Four people are behind bars, suspected of forging checks — including several purported to have been cut by the state treasury — worth more than $12,000.

Brian Long, Darius Stokes, Shanta Jackson and Harold James were done in by bank safeguards and apparent clumsiness on their part.

The alleged scheme began to unravel late last month, according to state Treasurer John Kennedy’s office.

Kenner police called the office May 30 to ask if a $412 check found on Long was valid.
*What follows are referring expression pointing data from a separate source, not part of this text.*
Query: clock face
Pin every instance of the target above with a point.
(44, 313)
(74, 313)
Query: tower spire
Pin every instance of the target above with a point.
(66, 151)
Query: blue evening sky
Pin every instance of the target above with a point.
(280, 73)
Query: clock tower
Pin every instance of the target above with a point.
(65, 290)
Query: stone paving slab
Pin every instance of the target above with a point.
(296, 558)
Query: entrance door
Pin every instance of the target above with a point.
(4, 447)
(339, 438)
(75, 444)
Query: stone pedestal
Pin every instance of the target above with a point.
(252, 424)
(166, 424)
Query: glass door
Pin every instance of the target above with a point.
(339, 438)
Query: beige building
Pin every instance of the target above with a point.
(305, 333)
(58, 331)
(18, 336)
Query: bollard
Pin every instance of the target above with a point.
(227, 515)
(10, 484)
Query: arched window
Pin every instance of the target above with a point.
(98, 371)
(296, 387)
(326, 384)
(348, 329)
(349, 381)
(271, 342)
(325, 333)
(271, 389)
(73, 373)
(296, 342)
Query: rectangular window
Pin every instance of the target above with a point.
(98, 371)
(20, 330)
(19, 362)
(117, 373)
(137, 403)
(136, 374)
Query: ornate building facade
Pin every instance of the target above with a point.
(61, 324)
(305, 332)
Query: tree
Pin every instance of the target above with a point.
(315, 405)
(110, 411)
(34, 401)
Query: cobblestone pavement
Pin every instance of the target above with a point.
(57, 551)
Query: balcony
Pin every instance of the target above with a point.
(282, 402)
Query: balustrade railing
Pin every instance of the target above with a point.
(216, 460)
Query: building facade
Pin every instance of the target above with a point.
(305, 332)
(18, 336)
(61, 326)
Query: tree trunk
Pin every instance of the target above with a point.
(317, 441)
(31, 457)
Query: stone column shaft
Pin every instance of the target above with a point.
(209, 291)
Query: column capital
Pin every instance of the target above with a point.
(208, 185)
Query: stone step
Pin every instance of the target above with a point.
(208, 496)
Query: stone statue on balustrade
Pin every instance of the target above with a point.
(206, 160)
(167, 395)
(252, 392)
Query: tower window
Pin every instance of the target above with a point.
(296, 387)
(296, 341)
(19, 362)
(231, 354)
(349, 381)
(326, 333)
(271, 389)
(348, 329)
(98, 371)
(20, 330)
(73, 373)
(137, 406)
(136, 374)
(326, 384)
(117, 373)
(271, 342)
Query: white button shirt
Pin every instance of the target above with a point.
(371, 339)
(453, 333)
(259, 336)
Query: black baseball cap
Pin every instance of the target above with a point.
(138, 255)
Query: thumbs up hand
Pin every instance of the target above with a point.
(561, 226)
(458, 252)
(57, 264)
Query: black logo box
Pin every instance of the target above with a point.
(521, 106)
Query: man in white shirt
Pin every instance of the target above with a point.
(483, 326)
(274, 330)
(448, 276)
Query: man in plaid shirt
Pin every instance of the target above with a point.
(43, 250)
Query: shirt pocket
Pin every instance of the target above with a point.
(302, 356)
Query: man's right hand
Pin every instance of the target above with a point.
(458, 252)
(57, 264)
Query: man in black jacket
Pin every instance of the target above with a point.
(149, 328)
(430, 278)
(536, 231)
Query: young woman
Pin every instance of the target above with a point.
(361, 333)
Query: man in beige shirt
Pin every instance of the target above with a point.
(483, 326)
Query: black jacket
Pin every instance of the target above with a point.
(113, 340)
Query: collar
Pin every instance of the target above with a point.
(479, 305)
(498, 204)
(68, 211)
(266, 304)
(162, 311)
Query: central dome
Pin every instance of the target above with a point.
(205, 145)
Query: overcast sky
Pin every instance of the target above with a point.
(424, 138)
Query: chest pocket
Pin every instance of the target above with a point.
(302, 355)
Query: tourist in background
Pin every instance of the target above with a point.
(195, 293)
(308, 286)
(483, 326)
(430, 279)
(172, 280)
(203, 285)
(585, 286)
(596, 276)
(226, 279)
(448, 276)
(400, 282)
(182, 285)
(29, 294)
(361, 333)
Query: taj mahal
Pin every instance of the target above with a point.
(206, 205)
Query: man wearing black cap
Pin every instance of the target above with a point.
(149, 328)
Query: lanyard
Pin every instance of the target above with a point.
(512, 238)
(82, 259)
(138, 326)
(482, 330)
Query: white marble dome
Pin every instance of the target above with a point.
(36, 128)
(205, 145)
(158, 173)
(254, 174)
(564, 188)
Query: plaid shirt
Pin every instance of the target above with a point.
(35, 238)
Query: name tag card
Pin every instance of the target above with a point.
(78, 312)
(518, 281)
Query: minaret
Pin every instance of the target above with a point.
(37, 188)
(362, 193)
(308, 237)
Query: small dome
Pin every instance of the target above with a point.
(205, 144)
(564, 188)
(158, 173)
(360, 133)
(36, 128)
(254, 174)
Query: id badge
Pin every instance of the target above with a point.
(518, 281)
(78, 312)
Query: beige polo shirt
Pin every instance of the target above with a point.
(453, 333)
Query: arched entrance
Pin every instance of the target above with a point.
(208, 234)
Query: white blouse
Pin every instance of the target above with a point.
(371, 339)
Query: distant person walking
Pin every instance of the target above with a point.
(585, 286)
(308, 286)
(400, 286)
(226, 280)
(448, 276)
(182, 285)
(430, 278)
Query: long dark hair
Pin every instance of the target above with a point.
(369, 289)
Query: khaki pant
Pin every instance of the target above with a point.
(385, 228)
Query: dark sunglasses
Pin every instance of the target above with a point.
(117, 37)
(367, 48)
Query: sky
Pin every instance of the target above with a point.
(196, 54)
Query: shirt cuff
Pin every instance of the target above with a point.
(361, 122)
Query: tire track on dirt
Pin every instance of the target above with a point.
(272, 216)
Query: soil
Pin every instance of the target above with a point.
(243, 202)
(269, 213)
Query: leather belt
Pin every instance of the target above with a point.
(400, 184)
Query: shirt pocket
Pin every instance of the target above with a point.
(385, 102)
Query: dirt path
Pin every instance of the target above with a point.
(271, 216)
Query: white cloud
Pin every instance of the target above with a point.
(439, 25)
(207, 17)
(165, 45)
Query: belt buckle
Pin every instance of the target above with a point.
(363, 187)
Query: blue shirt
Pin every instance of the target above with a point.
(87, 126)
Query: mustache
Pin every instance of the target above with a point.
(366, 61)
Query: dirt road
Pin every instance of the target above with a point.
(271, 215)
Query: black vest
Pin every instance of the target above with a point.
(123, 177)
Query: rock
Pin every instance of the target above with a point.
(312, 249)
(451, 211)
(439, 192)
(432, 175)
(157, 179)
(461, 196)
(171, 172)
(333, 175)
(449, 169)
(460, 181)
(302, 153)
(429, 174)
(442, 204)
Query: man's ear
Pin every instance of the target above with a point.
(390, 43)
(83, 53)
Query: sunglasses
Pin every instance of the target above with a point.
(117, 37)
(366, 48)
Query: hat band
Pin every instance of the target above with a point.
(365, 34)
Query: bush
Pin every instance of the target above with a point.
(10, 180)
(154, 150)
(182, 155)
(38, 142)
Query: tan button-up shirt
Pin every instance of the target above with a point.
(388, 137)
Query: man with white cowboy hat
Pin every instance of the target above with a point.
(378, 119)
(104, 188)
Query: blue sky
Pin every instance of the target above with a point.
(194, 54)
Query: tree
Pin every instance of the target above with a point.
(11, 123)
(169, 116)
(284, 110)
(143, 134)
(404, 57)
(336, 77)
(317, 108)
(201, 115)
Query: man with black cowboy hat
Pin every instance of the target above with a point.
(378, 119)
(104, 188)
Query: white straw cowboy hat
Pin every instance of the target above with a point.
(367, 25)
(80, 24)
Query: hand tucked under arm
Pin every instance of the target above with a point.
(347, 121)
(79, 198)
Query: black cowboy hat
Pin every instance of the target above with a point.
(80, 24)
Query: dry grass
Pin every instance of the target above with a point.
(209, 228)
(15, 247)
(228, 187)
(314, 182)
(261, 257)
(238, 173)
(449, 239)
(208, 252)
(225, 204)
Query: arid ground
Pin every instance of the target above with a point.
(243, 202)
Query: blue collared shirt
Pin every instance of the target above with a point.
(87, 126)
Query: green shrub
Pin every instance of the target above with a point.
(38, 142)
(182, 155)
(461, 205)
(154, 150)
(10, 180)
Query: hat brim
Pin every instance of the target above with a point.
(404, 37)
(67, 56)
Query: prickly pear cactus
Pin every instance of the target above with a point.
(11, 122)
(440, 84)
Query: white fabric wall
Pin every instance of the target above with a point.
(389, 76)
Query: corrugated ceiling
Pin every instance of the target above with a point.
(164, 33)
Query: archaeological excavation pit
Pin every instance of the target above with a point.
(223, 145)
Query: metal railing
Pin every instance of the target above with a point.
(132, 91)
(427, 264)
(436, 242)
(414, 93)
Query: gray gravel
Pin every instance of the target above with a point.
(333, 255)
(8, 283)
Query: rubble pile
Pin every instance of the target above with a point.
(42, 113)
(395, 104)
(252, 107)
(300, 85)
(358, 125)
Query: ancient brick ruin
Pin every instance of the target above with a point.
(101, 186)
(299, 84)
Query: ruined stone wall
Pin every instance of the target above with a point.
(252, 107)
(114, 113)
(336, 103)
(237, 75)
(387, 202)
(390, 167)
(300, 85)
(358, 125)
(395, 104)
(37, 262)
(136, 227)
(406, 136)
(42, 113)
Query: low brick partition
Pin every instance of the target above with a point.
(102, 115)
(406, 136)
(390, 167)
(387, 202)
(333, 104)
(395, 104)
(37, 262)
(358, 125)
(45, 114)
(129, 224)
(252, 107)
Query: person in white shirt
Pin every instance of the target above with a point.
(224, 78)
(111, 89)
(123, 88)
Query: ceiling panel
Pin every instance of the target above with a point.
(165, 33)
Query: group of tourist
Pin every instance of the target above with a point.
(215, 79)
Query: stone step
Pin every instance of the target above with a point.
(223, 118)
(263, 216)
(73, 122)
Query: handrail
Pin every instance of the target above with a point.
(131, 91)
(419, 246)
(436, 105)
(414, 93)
It was not immediately clear Thursday why police were investigating Long.

The treasury later began noticing that several other checks were being flagged as questionable through a process known as “positive pay.”

The process essentially involves an institution such as a government agency or a business providing its bank with a list of checks it wrote that day, which the bank later uses to verify check-cashing transactions.
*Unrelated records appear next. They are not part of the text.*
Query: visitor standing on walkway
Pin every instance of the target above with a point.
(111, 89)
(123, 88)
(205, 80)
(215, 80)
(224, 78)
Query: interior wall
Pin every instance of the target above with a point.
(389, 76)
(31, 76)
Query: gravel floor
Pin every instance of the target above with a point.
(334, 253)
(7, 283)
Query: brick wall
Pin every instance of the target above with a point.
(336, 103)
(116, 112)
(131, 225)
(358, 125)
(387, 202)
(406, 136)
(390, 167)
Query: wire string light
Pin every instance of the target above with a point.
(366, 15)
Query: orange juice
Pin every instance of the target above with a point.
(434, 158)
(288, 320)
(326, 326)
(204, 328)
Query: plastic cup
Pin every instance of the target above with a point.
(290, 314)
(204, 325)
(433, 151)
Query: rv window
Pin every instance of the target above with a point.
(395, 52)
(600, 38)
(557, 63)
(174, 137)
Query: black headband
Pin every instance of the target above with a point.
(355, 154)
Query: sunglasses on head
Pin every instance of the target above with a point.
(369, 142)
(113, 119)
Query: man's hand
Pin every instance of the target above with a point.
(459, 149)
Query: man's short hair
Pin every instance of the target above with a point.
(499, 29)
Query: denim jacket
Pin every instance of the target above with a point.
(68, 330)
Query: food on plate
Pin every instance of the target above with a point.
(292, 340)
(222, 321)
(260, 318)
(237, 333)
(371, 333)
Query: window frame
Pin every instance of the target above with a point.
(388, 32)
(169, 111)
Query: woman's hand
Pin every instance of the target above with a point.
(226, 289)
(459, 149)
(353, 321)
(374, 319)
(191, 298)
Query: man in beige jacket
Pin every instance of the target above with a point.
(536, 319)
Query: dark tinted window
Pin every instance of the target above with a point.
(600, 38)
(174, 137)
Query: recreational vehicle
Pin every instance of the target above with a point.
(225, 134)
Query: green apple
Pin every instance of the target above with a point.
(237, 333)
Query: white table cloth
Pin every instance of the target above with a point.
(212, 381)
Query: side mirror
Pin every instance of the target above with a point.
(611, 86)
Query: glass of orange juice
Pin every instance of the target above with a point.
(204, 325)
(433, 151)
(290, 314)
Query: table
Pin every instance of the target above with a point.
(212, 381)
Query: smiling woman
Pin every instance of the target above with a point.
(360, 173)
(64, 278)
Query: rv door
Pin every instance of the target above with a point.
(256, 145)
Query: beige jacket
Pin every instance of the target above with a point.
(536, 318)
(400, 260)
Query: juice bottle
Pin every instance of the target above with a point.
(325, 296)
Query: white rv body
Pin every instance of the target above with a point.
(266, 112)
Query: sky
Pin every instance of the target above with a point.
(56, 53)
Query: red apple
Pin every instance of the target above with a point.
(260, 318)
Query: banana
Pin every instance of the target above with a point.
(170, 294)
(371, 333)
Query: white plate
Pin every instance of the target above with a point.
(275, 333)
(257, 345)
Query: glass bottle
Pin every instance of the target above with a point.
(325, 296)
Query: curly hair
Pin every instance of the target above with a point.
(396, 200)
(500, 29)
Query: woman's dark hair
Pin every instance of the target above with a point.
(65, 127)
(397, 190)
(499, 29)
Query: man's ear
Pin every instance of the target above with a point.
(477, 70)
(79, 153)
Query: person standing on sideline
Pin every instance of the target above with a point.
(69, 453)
A review of checks for unclaimed property — money the state is holding for individuals for various reasons — showed that some check numbers were duplicates, check amounts were different from the original issues, check images were not on the right paper stock and Kennedy’s signature was not the same as it is on checks legitimately printed by the state treasury.
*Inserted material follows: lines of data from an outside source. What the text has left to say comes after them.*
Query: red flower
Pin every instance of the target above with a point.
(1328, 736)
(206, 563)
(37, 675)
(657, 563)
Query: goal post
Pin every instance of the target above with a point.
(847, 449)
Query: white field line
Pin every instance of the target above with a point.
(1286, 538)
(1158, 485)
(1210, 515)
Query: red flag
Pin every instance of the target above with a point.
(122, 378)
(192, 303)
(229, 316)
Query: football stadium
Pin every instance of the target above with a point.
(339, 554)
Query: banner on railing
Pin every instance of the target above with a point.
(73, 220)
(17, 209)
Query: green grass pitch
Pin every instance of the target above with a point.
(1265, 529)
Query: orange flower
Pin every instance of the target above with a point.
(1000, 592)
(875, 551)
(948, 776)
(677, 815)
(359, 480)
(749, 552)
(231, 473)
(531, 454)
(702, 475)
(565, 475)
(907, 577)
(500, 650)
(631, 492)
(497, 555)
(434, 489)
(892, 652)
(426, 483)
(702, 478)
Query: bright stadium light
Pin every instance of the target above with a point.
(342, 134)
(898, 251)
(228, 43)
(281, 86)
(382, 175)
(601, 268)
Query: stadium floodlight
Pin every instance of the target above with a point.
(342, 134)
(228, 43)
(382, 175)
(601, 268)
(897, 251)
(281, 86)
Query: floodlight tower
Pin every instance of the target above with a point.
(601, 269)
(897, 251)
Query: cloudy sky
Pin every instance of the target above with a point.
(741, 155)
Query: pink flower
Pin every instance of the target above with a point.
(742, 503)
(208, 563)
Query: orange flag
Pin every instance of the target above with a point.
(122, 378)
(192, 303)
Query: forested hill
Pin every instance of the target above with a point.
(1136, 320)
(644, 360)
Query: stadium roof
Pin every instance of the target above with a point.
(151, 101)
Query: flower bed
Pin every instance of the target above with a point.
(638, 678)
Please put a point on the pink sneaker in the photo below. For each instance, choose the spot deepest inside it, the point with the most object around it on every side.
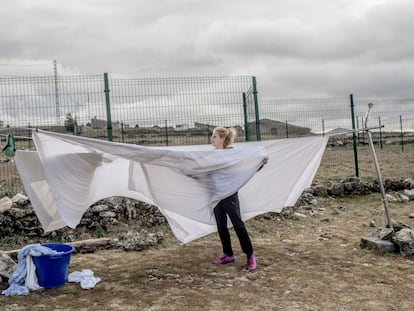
(224, 260)
(251, 263)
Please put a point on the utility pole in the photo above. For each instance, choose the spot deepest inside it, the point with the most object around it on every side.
(56, 93)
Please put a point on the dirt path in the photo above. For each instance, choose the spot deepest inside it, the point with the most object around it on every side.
(313, 263)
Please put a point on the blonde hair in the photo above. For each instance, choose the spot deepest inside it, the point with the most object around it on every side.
(229, 134)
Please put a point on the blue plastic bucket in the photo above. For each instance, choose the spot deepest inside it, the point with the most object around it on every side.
(52, 270)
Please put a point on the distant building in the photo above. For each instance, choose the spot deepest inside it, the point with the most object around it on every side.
(181, 127)
(278, 129)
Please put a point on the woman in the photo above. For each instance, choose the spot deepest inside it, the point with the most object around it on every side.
(222, 138)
Gretna police said earlier this week that they had arrested Jackson and James and found them in possession of fake checks from various businesses, fake checks from a state office and a stamp with an unnamed elected official’s signature on it.

Plaquemines Parish authorities, who also were investigating the case, told treasury officials that the suspects had a rubber stamp with Kennedy’s signature on it.

The 18 fraudulent treasury checks totaled $8,402.73 but were not paid out thanks to the positive pay process.